Dr. Hans-Werner Schock, Leiter der IPE-Arbeitsgruppe Polykristalline Dünnschichten, zieht sein Fazit aus zehn Jahren Forschung: “Wir haben viele ähnlich zusammengesetzte Materialien untersucht. Aber das CIS ist durch seine physikalischen und elektrischen Eigenschaften mit Abstand das gutmütigste und vielversprechendste.”
Schock muß immer noch schmunzeln, wenn er an das Aha-Erlebnis denkt. “Zunächst hatten wir teures natriumarmes Spezialglas als Träger für die Beschichtung mit CIS verwendet – wir waren überzeugt, das sei nötig.” Doch eines Tages wanderte irrtümlicherweise eine Platte aus Fensterglas in die Beschichtungsanlage. Vor dem Wegwerfen wurde interessehalber gemessen – und siehe da: “Diese Zelle war deutlich besser als alle, die wir bisher gemacht hatten.”
Von da an sattelten die Stuttgarter auf natrium- und kalziumhaltiges, normales Fensterglas um. Später fanden sie heraus: Der Natriumgehalt erhöht die Anzahl der Ladungsträger im Halbleiter, wodurch der Wirkungsgrad steigt. Daß billiges Fensterglas für die Fertigung verwendet werden kann, verbessert heute die Marktperspektive.
Was CIS-Solarzellen heute schon zu Hoffnungsträgern der Photovoltaik macht, ist ihr Fertigungsprinzip: Ebenso wie beispielsweise Solarzellen aus Kadmiumtellurid und aus amorphem (ungeordnetem, nicht-kristallinem) Silizium sind sie Produkte aus der “Dünnschicht-Technologie”. Die Grundprinzipien lauten:
– preisgünstige Trägermaterialien wie Glas, Kunststoff- oder Metallfolie, – sparsamer Verbrauch an photovoltaisch aktivem Material in Schichtdicken von wenigen Mikrometern, – wesentlich geringerer Energieverbrauch bei der Herstellung als bei kristallinen Silizium-Zellen, – automatisierte Beschichtung, Produktion “am laufenden Band” und auf großen Flächen, – frei wählbare Zellengröße und -form und in den Herstellungsprozeß integrierte elektrische Verschaltung.

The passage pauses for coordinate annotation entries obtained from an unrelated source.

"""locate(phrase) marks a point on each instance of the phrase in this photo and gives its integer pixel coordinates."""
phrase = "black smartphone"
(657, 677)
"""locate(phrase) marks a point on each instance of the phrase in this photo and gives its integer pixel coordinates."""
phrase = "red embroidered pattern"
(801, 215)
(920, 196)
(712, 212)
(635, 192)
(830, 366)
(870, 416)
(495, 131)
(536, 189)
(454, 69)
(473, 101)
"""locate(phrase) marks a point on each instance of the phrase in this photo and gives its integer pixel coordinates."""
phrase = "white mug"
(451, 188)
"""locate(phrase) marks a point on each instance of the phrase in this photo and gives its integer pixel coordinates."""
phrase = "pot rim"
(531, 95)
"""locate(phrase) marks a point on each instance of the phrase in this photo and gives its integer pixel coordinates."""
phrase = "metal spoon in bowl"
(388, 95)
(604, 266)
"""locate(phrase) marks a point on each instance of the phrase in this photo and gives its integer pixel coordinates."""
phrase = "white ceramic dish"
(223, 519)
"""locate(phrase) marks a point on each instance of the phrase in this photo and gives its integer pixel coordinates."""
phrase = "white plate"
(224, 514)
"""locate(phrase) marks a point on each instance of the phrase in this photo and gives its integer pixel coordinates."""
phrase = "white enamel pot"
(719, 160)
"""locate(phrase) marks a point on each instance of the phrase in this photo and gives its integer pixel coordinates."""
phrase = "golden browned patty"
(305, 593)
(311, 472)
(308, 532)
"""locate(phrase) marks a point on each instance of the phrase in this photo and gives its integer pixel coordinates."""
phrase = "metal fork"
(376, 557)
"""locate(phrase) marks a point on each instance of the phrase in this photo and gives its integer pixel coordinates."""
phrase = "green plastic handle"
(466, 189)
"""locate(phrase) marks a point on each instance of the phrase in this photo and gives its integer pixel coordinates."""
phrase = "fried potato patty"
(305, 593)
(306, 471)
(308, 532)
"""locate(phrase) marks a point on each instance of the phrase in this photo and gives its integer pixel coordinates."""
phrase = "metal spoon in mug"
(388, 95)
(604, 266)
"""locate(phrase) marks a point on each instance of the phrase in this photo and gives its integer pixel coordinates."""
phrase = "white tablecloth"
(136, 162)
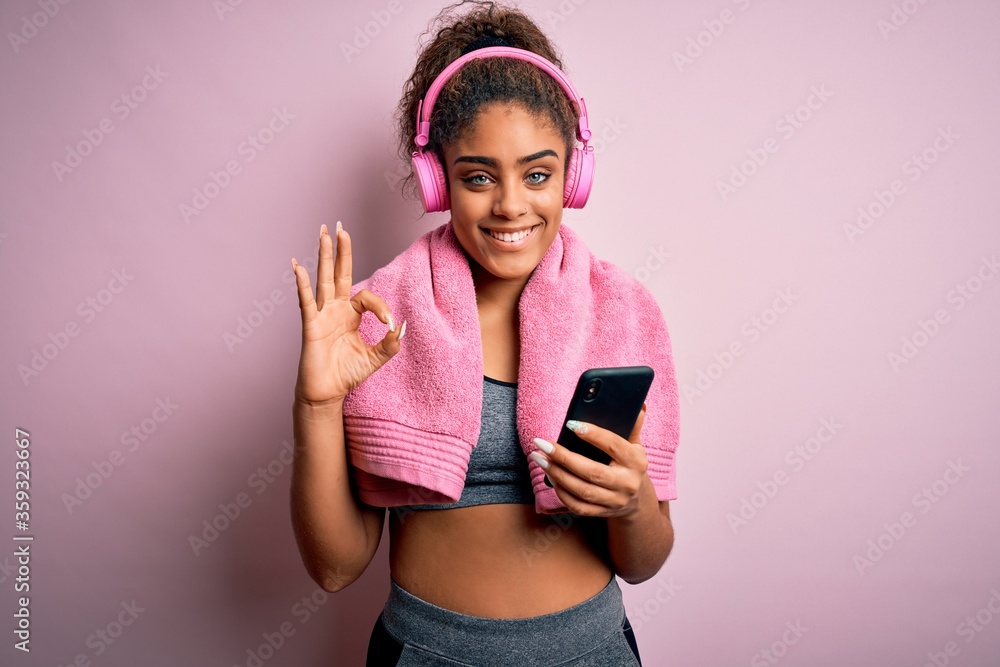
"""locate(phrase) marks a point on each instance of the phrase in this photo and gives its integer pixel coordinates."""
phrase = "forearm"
(333, 535)
(638, 544)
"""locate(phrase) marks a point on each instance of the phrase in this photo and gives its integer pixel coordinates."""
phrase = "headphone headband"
(424, 117)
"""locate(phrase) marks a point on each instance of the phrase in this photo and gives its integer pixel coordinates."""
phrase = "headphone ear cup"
(579, 178)
(431, 181)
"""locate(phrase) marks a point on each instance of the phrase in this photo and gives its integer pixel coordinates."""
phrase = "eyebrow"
(479, 159)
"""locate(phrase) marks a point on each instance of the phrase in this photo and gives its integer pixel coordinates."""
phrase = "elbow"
(333, 582)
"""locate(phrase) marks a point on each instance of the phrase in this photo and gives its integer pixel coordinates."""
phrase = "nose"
(510, 201)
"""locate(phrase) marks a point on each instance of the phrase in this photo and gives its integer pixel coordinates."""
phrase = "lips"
(512, 238)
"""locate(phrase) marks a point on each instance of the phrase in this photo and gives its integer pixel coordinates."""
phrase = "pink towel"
(411, 426)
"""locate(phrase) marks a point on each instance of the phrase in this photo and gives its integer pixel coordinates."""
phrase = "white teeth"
(510, 238)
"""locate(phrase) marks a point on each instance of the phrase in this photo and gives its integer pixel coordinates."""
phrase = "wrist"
(319, 410)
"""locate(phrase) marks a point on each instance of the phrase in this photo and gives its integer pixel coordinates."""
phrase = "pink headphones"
(428, 170)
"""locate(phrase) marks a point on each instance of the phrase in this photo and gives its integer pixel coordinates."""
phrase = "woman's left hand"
(589, 488)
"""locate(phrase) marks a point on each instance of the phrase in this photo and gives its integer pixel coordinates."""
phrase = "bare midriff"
(497, 561)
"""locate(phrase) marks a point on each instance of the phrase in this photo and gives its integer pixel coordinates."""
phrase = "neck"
(496, 292)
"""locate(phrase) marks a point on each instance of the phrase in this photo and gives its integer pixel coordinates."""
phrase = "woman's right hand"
(335, 359)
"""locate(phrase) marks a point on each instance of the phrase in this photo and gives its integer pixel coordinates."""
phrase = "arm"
(640, 543)
(337, 535)
(640, 535)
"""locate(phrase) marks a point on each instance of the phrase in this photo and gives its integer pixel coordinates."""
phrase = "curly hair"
(480, 82)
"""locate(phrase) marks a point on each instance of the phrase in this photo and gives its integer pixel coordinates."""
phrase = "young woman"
(485, 579)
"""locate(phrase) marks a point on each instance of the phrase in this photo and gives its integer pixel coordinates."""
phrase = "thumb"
(634, 436)
(386, 348)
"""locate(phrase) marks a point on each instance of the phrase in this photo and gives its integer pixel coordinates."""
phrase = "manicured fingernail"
(540, 460)
(544, 445)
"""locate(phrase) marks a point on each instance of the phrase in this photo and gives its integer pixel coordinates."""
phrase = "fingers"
(342, 269)
(386, 348)
(620, 450)
(324, 270)
(306, 302)
(634, 436)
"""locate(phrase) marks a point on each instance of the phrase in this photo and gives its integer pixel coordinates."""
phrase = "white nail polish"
(544, 445)
(540, 460)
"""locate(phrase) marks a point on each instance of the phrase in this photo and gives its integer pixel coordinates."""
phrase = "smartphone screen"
(610, 398)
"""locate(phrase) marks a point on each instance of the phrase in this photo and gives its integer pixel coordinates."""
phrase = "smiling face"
(506, 175)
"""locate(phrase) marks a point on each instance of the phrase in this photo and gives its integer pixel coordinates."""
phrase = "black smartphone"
(610, 398)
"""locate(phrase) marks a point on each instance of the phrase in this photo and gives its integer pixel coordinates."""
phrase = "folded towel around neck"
(410, 427)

“Bei CIS ist die Decke noch lange nicht erreicht”, urteilt Prof. Jürgen Werner, Leiter des Stuttgarter Instituts für Physikalische Elektronik. Die Forscher sehen im Kupfer-Indium-diselenid das gleiche theoretische Potential zu hohen Wirkungsgraden wie im Silizium, womit maximal 24 Prozent realisiert wurden. Für eine großtechnische CIS-Massenproduktion halten sie 15 bis 18 Prozent mittelfristig für erreichbar, “bis in die Gegend von 20”, spekuliert CIS-Experte Schock.